Bäckman Julia, Wallert John, Halvorsen Matthew, Crowley James J, Mataix-Cols David, Rück Christian
Centre for Psychiatry Research, Department of Clinical Neuroscience, Karolinska Institutet, Stockholm Health Care Services, Region Stockholm, Stockholm, Sweden.
Department of Genetics, University of North Carolina at Chapel Hill, Chapel Hill, USA.
Discov Ment Health. 2025 Jun 2;5(1):82. doi: 10.1007/s44192-025-00213-6.

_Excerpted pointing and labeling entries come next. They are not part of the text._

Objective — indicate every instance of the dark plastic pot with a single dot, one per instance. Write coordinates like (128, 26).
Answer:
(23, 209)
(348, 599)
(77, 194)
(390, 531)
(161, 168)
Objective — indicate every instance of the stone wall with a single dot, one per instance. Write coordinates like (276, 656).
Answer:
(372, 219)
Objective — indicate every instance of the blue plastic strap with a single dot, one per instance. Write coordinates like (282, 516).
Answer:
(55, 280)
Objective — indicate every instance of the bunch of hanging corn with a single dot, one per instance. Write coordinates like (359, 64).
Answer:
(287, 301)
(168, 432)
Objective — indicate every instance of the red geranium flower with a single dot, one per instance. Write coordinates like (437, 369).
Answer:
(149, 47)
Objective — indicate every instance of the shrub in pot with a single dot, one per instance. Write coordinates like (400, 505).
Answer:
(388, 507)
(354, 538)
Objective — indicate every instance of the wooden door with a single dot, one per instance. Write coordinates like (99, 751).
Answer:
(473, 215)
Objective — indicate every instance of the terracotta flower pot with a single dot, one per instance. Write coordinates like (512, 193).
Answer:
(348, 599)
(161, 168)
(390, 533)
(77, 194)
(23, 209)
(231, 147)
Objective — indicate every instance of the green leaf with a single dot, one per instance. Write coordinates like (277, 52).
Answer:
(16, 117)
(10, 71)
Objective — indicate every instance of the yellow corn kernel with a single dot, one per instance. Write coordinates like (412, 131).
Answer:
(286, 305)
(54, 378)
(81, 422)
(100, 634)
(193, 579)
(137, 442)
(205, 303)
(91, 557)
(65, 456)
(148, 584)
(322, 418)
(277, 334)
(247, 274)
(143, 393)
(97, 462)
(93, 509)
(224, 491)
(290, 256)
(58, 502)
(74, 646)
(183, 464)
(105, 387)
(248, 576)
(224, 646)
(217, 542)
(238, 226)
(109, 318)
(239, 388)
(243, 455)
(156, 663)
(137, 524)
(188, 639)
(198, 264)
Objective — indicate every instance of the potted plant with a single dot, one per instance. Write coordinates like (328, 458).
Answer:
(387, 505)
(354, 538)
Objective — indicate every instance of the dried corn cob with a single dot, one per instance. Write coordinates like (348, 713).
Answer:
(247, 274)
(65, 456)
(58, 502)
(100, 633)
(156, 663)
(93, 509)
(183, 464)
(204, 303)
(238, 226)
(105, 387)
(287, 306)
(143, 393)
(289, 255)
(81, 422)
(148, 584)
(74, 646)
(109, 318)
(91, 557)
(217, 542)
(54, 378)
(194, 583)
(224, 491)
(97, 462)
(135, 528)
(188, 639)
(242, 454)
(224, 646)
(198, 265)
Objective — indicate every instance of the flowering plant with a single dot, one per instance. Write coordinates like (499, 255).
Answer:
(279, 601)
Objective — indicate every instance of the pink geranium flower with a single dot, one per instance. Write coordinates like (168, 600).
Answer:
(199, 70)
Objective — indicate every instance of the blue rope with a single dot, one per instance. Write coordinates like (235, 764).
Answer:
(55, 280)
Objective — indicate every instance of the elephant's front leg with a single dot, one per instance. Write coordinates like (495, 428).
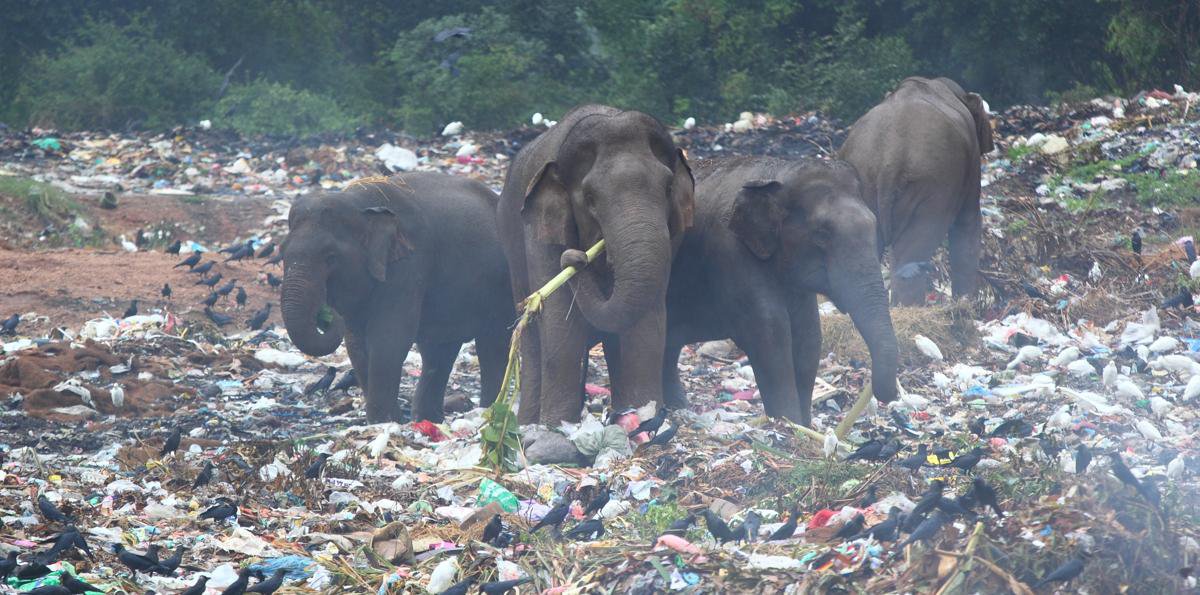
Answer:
(437, 361)
(640, 379)
(388, 343)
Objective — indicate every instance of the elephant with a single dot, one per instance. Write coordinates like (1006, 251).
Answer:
(918, 154)
(403, 259)
(599, 173)
(769, 235)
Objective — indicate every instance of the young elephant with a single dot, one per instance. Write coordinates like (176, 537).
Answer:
(918, 157)
(769, 234)
(414, 257)
(598, 173)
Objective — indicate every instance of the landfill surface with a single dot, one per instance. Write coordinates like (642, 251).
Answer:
(1080, 349)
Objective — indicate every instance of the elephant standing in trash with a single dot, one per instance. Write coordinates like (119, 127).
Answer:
(600, 173)
(918, 154)
(769, 235)
(412, 258)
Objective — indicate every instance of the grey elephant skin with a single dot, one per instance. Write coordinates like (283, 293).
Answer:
(917, 154)
(769, 234)
(412, 258)
(599, 173)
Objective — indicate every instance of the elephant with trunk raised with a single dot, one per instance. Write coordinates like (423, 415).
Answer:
(413, 258)
(918, 157)
(769, 235)
(600, 173)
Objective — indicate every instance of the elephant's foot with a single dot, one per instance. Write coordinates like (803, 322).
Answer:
(571, 257)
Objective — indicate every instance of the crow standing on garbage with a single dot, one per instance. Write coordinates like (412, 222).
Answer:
(172, 443)
(190, 262)
(323, 383)
(1067, 571)
(271, 584)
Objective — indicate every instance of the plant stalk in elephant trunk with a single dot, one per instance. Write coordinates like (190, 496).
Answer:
(501, 440)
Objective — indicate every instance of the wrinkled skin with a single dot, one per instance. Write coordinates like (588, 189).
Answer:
(918, 157)
(599, 173)
(414, 258)
(769, 234)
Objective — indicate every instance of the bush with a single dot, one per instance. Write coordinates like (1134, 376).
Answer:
(491, 77)
(273, 108)
(115, 77)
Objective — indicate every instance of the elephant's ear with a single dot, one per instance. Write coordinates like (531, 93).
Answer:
(547, 208)
(385, 240)
(757, 217)
(683, 196)
(983, 124)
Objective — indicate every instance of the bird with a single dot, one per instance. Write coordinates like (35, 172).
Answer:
(599, 502)
(222, 510)
(917, 461)
(789, 528)
(323, 383)
(49, 511)
(851, 528)
(1067, 571)
(887, 529)
(190, 262)
(967, 462)
(204, 476)
(203, 270)
(663, 437)
(7, 565)
(10, 325)
(555, 517)
(653, 424)
(239, 586)
(588, 530)
(719, 529)
(198, 588)
(492, 529)
(135, 562)
(985, 496)
(269, 586)
(256, 322)
(502, 587)
(348, 380)
(172, 443)
(317, 466)
(226, 289)
(681, 526)
(217, 318)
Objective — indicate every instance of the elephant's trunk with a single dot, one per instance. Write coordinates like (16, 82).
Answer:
(858, 289)
(301, 299)
(640, 253)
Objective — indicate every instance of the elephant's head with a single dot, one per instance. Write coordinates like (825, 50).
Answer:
(809, 218)
(619, 178)
(339, 247)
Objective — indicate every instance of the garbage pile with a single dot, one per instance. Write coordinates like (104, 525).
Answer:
(1044, 438)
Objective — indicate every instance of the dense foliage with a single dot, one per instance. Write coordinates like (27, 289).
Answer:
(300, 66)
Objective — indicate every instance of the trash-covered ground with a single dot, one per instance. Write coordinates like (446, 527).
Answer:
(1069, 371)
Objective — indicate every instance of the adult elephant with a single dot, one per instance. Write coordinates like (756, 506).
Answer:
(769, 235)
(412, 258)
(918, 157)
(600, 173)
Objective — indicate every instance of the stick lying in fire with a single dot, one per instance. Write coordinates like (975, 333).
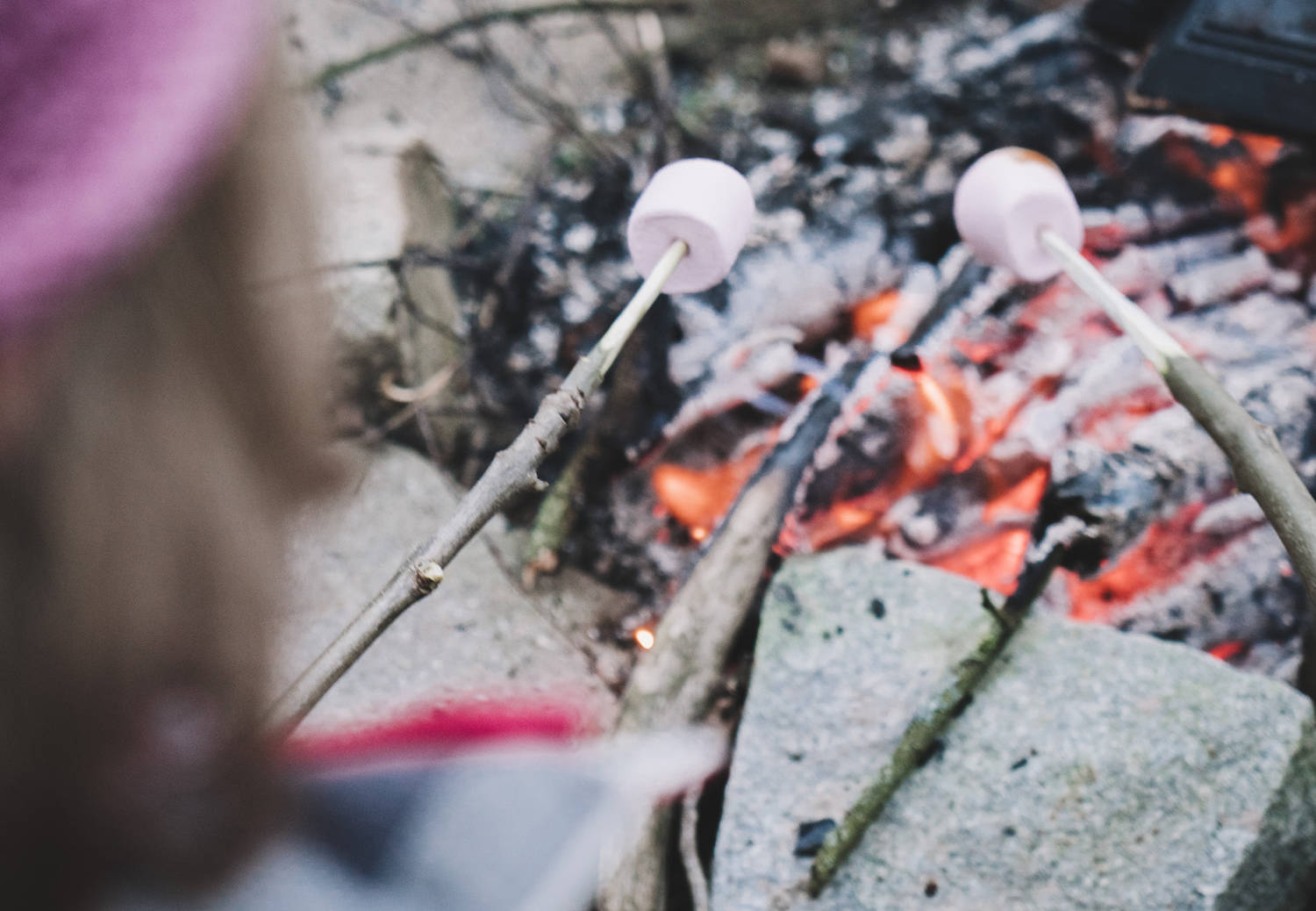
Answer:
(1015, 210)
(684, 234)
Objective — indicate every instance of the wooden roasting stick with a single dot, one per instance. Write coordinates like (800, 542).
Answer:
(1015, 210)
(684, 233)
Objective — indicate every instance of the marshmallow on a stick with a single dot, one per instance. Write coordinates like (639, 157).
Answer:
(697, 200)
(1003, 203)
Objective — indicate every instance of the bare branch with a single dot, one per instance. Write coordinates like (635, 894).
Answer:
(486, 18)
(511, 473)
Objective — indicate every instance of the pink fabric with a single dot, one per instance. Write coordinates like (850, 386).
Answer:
(442, 729)
(110, 111)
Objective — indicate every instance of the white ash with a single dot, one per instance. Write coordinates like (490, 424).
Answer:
(1221, 279)
(579, 239)
(792, 286)
(1229, 516)
(910, 144)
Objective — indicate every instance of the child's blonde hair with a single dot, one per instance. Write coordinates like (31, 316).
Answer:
(170, 421)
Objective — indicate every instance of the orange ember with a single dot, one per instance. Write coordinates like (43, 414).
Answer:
(994, 563)
(1228, 650)
(1023, 498)
(1152, 563)
(873, 312)
(1110, 426)
(699, 498)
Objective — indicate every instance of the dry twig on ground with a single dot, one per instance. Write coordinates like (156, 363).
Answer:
(511, 474)
(484, 20)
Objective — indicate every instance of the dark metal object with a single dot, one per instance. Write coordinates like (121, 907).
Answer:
(1128, 23)
(810, 836)
(1249, 63)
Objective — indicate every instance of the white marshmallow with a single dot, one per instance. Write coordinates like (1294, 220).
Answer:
(1002, 203)
(707, 204)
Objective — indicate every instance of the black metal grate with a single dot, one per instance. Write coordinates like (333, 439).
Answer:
(1250, 63)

Depressive and anxiety disorders are leading causes of disability globally. Therapist-guided, Internet-delivered cognitive behaviour therapy (ICBT) is an established treatment for depression and anxiety, but a considerable proportion of treated patients do not achieve sufficient improvement. Predicting symptom changes based solely on clinical variables is challenging, and genetic data could offer additional insights into who might benefit most from ICBT. We conducted a study of 2,668 adults (62% women, average age 35.6) from the Swedish MULTI-PSYCH cohort, to investigate the association between polygenic scores (PGS) for eight psychiatric and cognitive traits and symptom change after ICBT. All participants had been diagnosed with depression, panic disorder or social anxiety disorder. The primary outcome was a harmonised symptom score. Using large discovery data sets, PGSs were computed for ADHD, autism spectrum disorder, bipolar disorder, major depressive disorder and schizophrenia, cross-disorder psychopathology, educational attainment, and intelligence. Linear mixed-effects models identified a significant negative association between PGS for educational attainment (PGS-EDU) and symptom severity in the adjusted model (B = - 0.69, p = 0.034), suggesting that a higher PGS-EDU was associated with lower symptom severity. There was also a significant PGS-EDU*time interaction, indicating that PGS-EDU also influenced the symptom change rate. When excluding outliers, these effects remained statistically significant. No other PGSs were statistically significant. Sensitivity analysis showed that self-reported education level provided a stronger association to the outcome than PGS-EDU, indicating that the potential clinical applications of PGS are currently limited. While these results await replication, they could have important implications for how the ICBT could be adapted to suit a wider portion of the population.
抑郁和焦虑症是全球致残的主要原因。由治疗师指导、通过互联网提供的认知行为疗法(ICBT)是治疗抑郁和焦虑的既定方法,但相当一部分接受治疗的患者没有取得足够的改善。仅根据临床变量预测症状变化具有挑战性,而基因数据可以为谁可能从ICBT中获益最多提供更多见解。我们对来自瑞典多心理队列的2668名成年人(62%为女性,平均年龄35.6岁)进行了一项研究,以调查八种精神和认知特征的多基因评分(PGS)与ICBT后症状变化之间的关联。所有参与者均被诊断患有抑郁症、恐慌症或社交焦虑症。主要结果是一个统一的症状评分。利用大型发现数据集,计算了注意力缺陷多动障碍、自闭症谱系障碍、双相情感障碍、重度抑郁症和精神分裂症、跨障碍精神病理学、教育程度和智力的PGS。线性混合效应模型在调整模型中确定了教育程度PGS(PGS-EDU)与症状严重程度之间存在显著负相关(B = -0.69,p = 0.034),表明较高的PGS-EDU与较低的症状严重程度相关。PGS-EDU*时间交互作用也显著,表明PGS-EDU也影响症状变化率。排除异常值后,这些效应在统计学上仍然显著。没有其他PGS具有统计学意义。敏感性分析表明,自我报告的教育水平与结果的关联比PGS-EDU更强,表明PGS目前的潜在临床应用有限。虽然这些结果有待重复验证,但它们可能对ICBT如何适应更广泛人群具有重要意义。